Tudo isso cresce em progressão geométrica quanto mais genuíno for o nosso propósito. E a consequência só pode ser uma: prosperidade! Ao juntar alta performance, motivação, conhecimento (sabedoria e criatividade) e rede colaborativa o resultado não é outro senão próspero.

Pessoas de sucesso têm propósito?

Igual a felicidade é preciso saber qual o significado específico do termo “pessoas de sucesso”.

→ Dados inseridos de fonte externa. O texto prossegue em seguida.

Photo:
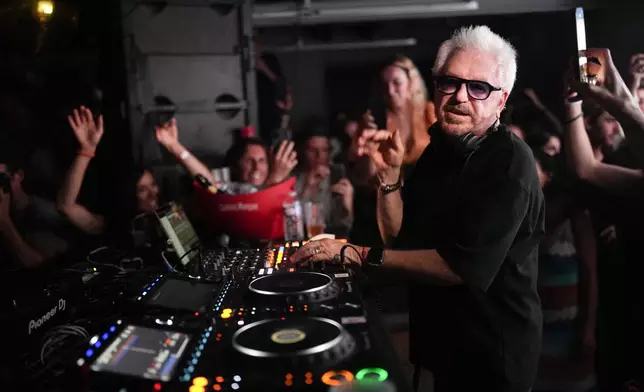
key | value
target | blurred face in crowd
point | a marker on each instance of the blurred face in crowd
(544, 178)
(552, 146)
(518, 132)
(147, 193)
(397, 85)
(15, 179)
(254, 165)
(351, 128)
(458, 113)
(317, 152)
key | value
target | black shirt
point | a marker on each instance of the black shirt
(483, 211)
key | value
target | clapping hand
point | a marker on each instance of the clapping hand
(88, 132)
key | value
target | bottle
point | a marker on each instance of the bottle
(204, 183)
(293, 219)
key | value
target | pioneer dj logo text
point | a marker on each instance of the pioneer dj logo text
(35, 324)
(239, 207)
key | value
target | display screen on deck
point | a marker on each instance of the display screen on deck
(143, 352)
(183, 295)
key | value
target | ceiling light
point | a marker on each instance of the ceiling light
(272, 15)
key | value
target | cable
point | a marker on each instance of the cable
(100, 249)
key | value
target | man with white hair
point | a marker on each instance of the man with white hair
(465, 227)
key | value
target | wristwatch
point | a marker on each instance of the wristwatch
(389, 188)
(375, 258)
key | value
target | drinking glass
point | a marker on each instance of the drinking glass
(314, 219)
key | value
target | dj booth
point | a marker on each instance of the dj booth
(233, 320)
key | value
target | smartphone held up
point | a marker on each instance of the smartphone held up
(590, 61)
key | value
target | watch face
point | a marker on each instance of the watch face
(374, 257)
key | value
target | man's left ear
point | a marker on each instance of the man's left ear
(504, 99)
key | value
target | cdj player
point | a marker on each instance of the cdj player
(267, 326)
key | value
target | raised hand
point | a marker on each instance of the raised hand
(611, 83)
(287, 104)
(283, 162)
(386, 150)
(636, 70)
(88, 132)
(168, 134)
(344, 189)
(313, 180)
(5, 213)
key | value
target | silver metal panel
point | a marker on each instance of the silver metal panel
(190, 79)
(177, 30)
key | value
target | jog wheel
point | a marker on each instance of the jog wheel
(305, 287)
(298, 341)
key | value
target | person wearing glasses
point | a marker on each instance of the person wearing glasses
(464, 229)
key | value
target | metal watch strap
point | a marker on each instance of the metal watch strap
(389, 188)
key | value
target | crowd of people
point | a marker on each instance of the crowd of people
(588, 169)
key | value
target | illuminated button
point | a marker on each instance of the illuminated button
(337, 378)
(200, 381)
(372, 374)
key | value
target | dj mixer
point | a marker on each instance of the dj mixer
(249, 322)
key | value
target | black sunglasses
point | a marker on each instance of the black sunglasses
(475, 88)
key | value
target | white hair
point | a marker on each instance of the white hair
(482, 39)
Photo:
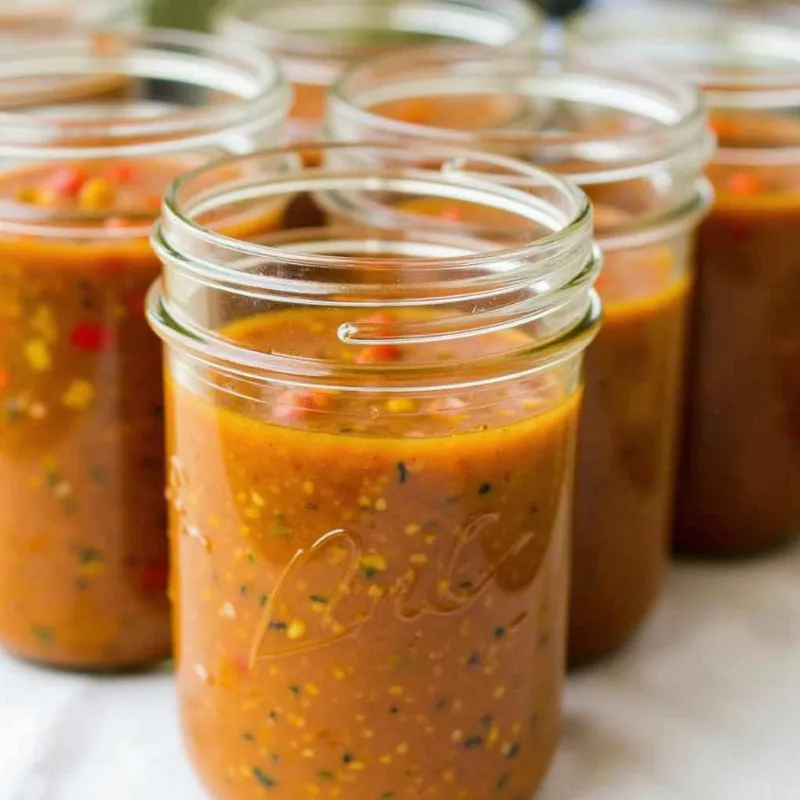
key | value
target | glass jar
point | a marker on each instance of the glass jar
(740, 464)
(83, 548)
(316, 39)
(371, 434)
(636, 143)
(49, 16)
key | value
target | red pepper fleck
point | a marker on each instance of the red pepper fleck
(379, 354)
(378, 318)
(297, 404)
(66, 181)
(154, 578)
(120, 173)
(745, 183)
(90, 336)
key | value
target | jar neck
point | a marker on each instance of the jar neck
(317, 40)
(635, 143)
(376, 253)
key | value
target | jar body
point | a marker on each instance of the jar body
(83, 545)
(740, 463)
(627, 452)
(369, 587)
(84, 566)
(647, 203)
(371, 434)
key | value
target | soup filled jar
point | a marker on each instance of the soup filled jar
(83, 546)
(636, 143)
(370, 438)
(315, 40)
(740, 463)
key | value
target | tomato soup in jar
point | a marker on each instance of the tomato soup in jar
(370, 479)
(316, 40)
(83, 546)
(636, 145)
(740, 461)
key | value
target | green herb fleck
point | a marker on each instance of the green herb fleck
(263, 778)
(402, 472)
(52, 477)
(502, 781)
(44, 634)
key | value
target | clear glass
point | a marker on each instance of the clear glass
(48, 16)
(371, 434)
(316, 39)
(83, 549)
(637, 144)
(737, 492)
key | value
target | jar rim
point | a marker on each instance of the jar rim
(300, 32)
(673, 137)
(262, 96)
(554, 273)
(175, 214)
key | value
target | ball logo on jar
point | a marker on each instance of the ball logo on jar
(347, 582)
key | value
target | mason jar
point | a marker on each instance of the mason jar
(370, 478)
(83, 547)
(49, 16)
(740, 463)
(636, 143)
(316, 39)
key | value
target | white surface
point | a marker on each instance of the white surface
(705, 705)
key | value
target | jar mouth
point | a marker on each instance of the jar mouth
(360, 260)
(198, 89)
(740, 61)
(316, 39)
(595, 123)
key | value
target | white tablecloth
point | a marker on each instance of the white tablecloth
(704, 706)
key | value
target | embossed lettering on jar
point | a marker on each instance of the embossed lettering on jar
(636, 143)
(370, 486)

Na nossa concepção uma pessoa de sucesso é alguém que não precisa fazer esforço para conquistar o que acha que já tem. É alguém livre e capaz de parar com os padrões de vida robóticos e repetitivos. Não busca o prazer, nem evita a dor. Não tem vícios nem impulsos. Não fica constantemente julgando, culpando, criticando a si mesmo e aos outros. Nem tem a mente procurando incessantemente estímulos, mas sente-se completamente realizada apenas estando em silêncio. Não se importa com o que as pessoas pensam sobre ela, e assim não busca aprovação e reafirmação positivas a todo tempo.

E ainda assim, sim! Com certeza essa pessoa fez escolhas em relação ao que ela acredita profundamente sobre a vida.

Para terminarmos da forma que começamos...


Eu escolhi!!!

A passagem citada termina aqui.